Par Edmond Thanel
Depuis quelques temps, chacun y va de son interprétation. Depuis trop longtemps, certains même remettent en cause une loi fondatrice de notre république ; elle ne serait plus adaptée au monde moderne que d’aucun voudrait nous imposer ? Il faudrait donc la retoucher ? La modifier ? Remettre à plat un texte qui, grâce, entre autre, à la force de persuasion d’Aristide Briand contre les anticléricaux d’un côté, et les défenseurs du concordat de l’autre, a marqué le début du 20ième siècle et installé La France dans le monde très fermé des pays Laïcs ? On instaure, en 1905, une distinction entre la liberté de culte et la sphère publique, l’une n’intervenant pas dans l’autre.

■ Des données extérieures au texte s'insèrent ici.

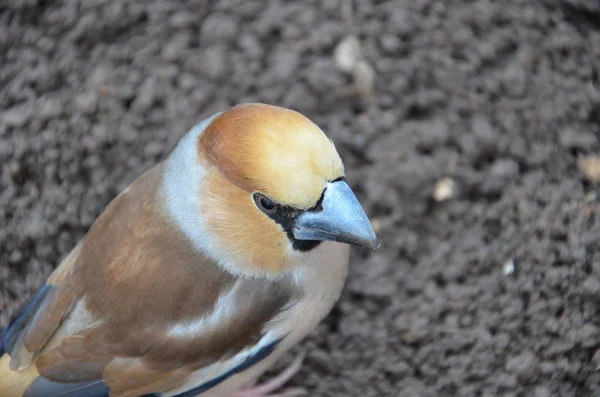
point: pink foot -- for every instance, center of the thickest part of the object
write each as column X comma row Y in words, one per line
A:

Devons nous rappeler que c’est au cours de la révolution française que l’on a décidé, par décrets, la séparation des églises et de l’Etat ? Devons-nous rappeler que le concordat qui a remplacé cette première initiative révolutionnaire a été une parenthèse désastreuse sur le plan des divisions culturelles et cultuelles ?

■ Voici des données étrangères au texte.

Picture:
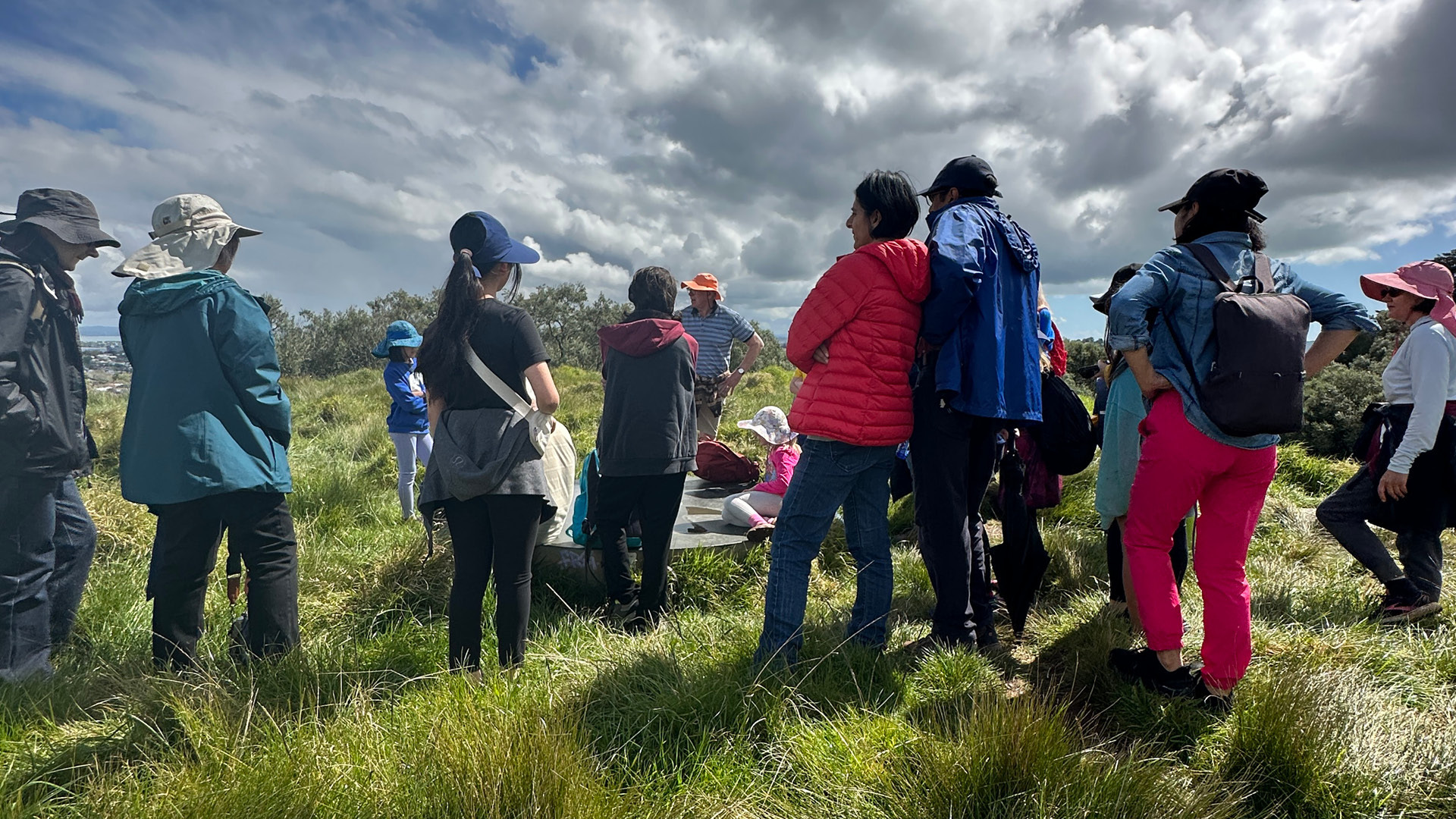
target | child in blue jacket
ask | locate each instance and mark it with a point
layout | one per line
(408, 422)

Un simple retour en arrière devrait pourtant calmer ceux qui voudraient reprendre à leur compte l’ensemble des évènements qui ont amené une majorité de la représentation nationale à écrire la laïcité dans l’histoire de notre pays.
La loi 1905 est devenue un des fondements de ce que l’on nomme souvent sans le définir vraiment « le vivre ensemble ». C’est à la fois une garantie de liberté, d’égalité et donc de fraternité. C’est le patrimoine collectif de toutes celles et tous ceux qui souhaitent s’inscrire dans la seule communauté qui vaille : la communauté nationale.
Voilà donc ce que la majorité de droite au sénat, à travers d’insidieuses propositions sur la loi dite « pour un Etat au service d’une société de confiance», tente de remettre en cause. En effet les quelques dispositions adoptées par les sénateurs LR et LREM impacteraient de fait des articles essentiels de la loi 1905 (article 19 entre autres) sur la séparation des églises et de l’Etat.
La première de ces dispositions permettrait aux associations cultuelles de détenir et gérer des immeubles à objet lucratif, pour « renforcer leurs ressources » (art 38-I) en bénéficiant plus largement de subventions publiques indirectes sous la forme d’exemptions d’impôt.
Cet article remet en cause l’équilibre même de la loi de 1905, qui limite strictement à l’exercice du culte l’objet et les ressources de ces associations.
La seconde disposition (art 38-II) modifierait par ailleurs la loi sur la transparence et la lutte contre la corruption en exemptant les associations cultuelles de l’obligation de déclarer leurs actions de lobbying auprès des décideurs publics.
Cette mesure constitue un abandon manifeste du principe de séparation et laisse le champ libre, en toute opacité, à toutes sortes de pressions cléricales sur les pouvoirs publics.
La troisième disposition protègerait les immeubles des associations cultuelles contre toute préemption par une collectivité publique (art 38-III), considérant que ces associations seraient au-dessus de l’intérêt général.
On ouvrirait ainsi, sans débat public et sur la seule volonté d’une représentation nationale majoritaire, une brèche décisive dans l’esprit de la lettre de la LOI 1905 et dans la constitution !
L’ensemble des associations et des structures laïques, quelques soient leurs obédiences, ont demandé le retrait de ces dispositions, décidées en catimini à l’occasion d’un projet de loi qui, fidèle à la communication présidentielle, porte un nom révélateur de la différence entre le discours et les actes : « pour un Etat au service d’une société de confiance »
De quelle confiance nous parle-t-on ? De cette confiance aveugle qui devrait nous interdire toute émancipation de la conscience ? L’heure est grave si la concentration des pouvoirs décide d’un état au service d’intérêts qui ne seraient pas communs à tous !
L’histoire récente a montré que lorsque l’on revient sur la laïcité après l’avoir adoptée dans les principes de la république, c’est une porte ouverte à l’intolérance, au rejet, à la discrimination, aux communautarismes… L’exemple turc devrait, à ce titre, nous servir d’exemple.